A new alliance between two Hunter-based organisations will offer additional support to mothers and children escaping domestic and family violence.
The partnership, which sees Jenny’s Place and the University of Newcastle’s (UoN) School of Psychology joining forces, is set to enable residents of the crisis accommodation centre to access weekly services within the shelter – where and when it is needed – at the newly-created Sunshine Hut clinic.
Sunshine Hut is staffed by provisional psychologists and postgraduate students from the UoN, under the guidance of experienced clinical supervisor Saskia Behan.
“The service has been embraced by mothers in the shelter since it began operating in March,” she said.

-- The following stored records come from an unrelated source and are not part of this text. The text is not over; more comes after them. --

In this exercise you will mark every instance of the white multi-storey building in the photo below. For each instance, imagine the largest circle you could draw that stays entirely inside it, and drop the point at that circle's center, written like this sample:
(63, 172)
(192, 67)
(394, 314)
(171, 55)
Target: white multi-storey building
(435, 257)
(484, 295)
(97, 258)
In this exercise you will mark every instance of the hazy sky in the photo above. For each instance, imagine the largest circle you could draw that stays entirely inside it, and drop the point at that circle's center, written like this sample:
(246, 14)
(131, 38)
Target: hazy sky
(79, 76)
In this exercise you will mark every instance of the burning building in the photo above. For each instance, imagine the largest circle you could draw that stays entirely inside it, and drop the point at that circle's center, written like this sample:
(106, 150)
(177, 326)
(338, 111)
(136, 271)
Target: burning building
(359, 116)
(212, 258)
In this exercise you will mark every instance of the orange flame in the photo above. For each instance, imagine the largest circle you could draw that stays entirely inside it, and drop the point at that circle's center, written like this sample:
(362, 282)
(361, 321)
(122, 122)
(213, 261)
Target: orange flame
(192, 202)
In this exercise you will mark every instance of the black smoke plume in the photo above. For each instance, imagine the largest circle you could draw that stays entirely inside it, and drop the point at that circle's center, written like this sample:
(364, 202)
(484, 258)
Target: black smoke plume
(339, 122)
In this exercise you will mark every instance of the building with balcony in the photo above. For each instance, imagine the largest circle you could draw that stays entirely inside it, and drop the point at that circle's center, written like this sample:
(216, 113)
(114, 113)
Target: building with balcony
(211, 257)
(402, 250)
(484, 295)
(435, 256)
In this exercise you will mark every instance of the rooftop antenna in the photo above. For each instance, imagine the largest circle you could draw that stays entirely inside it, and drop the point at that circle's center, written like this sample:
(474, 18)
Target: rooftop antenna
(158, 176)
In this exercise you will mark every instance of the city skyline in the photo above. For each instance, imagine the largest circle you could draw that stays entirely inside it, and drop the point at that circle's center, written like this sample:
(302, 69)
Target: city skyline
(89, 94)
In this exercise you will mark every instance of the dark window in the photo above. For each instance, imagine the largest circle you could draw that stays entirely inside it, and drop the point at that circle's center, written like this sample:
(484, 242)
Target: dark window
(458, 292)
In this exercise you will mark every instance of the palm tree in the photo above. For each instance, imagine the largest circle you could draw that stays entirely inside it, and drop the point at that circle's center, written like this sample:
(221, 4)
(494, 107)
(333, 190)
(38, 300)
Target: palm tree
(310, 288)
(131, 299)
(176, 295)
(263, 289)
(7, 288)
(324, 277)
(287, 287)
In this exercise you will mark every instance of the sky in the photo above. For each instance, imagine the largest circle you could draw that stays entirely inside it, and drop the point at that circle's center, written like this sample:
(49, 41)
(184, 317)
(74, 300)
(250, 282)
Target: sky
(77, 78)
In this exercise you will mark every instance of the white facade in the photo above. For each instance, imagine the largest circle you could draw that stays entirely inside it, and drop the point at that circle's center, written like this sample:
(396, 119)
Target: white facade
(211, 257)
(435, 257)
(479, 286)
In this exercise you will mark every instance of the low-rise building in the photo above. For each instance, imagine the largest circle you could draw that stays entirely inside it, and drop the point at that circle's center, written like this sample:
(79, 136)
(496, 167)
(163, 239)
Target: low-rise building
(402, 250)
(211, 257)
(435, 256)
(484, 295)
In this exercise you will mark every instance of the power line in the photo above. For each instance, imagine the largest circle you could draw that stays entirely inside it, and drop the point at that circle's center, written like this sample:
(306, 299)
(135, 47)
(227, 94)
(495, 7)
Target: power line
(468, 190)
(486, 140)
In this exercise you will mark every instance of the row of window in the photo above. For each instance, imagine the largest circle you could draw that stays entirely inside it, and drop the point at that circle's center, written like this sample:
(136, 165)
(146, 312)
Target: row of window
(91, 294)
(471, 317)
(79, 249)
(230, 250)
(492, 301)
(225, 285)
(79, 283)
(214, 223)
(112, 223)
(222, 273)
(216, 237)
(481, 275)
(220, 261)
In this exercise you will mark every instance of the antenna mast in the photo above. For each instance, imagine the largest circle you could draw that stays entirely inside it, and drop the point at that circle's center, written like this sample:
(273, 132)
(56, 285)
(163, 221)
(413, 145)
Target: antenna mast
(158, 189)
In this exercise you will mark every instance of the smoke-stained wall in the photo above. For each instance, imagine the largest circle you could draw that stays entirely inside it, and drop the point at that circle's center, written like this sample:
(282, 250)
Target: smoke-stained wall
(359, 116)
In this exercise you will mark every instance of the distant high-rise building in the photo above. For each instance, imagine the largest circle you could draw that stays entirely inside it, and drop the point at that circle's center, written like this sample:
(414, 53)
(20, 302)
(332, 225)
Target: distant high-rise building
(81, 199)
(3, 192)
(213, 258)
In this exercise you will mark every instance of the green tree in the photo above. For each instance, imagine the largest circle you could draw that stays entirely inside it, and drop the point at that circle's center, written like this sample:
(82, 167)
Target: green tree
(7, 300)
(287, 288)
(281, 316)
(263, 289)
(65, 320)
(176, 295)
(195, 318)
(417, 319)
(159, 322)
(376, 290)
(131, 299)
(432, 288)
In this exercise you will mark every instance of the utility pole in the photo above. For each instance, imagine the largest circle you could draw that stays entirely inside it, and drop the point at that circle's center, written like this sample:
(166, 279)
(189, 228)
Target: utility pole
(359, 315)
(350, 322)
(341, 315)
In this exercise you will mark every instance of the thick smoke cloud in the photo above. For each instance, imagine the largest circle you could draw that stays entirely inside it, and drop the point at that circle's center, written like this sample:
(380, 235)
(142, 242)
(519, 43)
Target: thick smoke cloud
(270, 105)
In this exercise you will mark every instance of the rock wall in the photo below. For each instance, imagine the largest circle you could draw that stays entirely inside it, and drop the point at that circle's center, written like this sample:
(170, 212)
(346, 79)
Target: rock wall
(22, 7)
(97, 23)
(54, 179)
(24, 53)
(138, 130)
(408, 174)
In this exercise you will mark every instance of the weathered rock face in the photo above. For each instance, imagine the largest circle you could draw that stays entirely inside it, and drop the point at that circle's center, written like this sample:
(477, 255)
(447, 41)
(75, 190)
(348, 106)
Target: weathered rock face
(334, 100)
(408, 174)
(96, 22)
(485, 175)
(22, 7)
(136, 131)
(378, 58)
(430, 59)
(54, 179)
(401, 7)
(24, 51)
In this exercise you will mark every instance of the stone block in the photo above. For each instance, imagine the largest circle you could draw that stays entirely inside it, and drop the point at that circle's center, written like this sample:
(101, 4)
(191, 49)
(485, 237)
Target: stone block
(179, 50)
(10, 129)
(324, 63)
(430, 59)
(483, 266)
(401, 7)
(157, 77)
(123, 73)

“In their first appointment we work with mothers to explore their history and understand their needs.
“They are then supported with individual therapy, parent-child support, and referrals.
“To offer the best support we take a de-stigmatising, trauma-informed approach that really focusses on supporting a positive future for the women and children who need our help.”
Ms Behan said the benefits of the program were twofold.
It offers much-needed support to women and children who have experienced trauma, and a unique learning opportunity for psychology students.
“It gives pupils a very hands-on experience,” she said.
“We’ve established the clinic from the ground up, so they are in the driver’s seat learning new skills.”
The clinical supervisor role is funded by an anonymous donor, who is also backing preliminary research to further develop this innovative support program for children in crisis shelters.
Rebecca Fellowes, who is studying a Master’s in Clinical Psychology, is one of the four UoN students involved in the work integrated learning opportunity.
“The opportunity to build rapport with families has helped the program succeed,” she said.
“It’s nice when new mothers come in because they have spoken to other mums.
“They feel very safe and comfortable to share their stories.”
Executive manager Marcia Chapman said supporting the kids in the shelter had been a priority for Jenny’s Place since it was established in 1977.
“The impact of domestic and family violence on children is immense and can often affect them for the rest of their lives,” she explained.
“Children and young people don’t have to see the violence to be affected by it.
“Those in our care have left behind their homes, their toys, their clothes, their friends, their pets, their school and their fathers.
“Regardless of their age, they need support as they respond to the trauma they have experienced.
“We’re keen to reinstate children’s support programs at the crisis shelter as soon as possible.”
Under the guidance of UoN Associate Professor Linda Campbell, Jenny’s Place and the university have developed a four-year plan to scale the initiative and support more children in crisis accommodation.
The first stage, funded by a philanthropic grant, is underway.
It will deliver the 32-week student placement that has enabled the Sunshine Hut clinic, as well as early research, including a literature review and ethics application.
The second stage, which will be informed by the results of the first student placement and the preliminary research, aims to create a novel, longer-term program to assist children in emergency accommodation.
Proposed to be part of Ms Behan’s doctoral study, stage two includes the development of a staff training program, as well as manual and educational materials.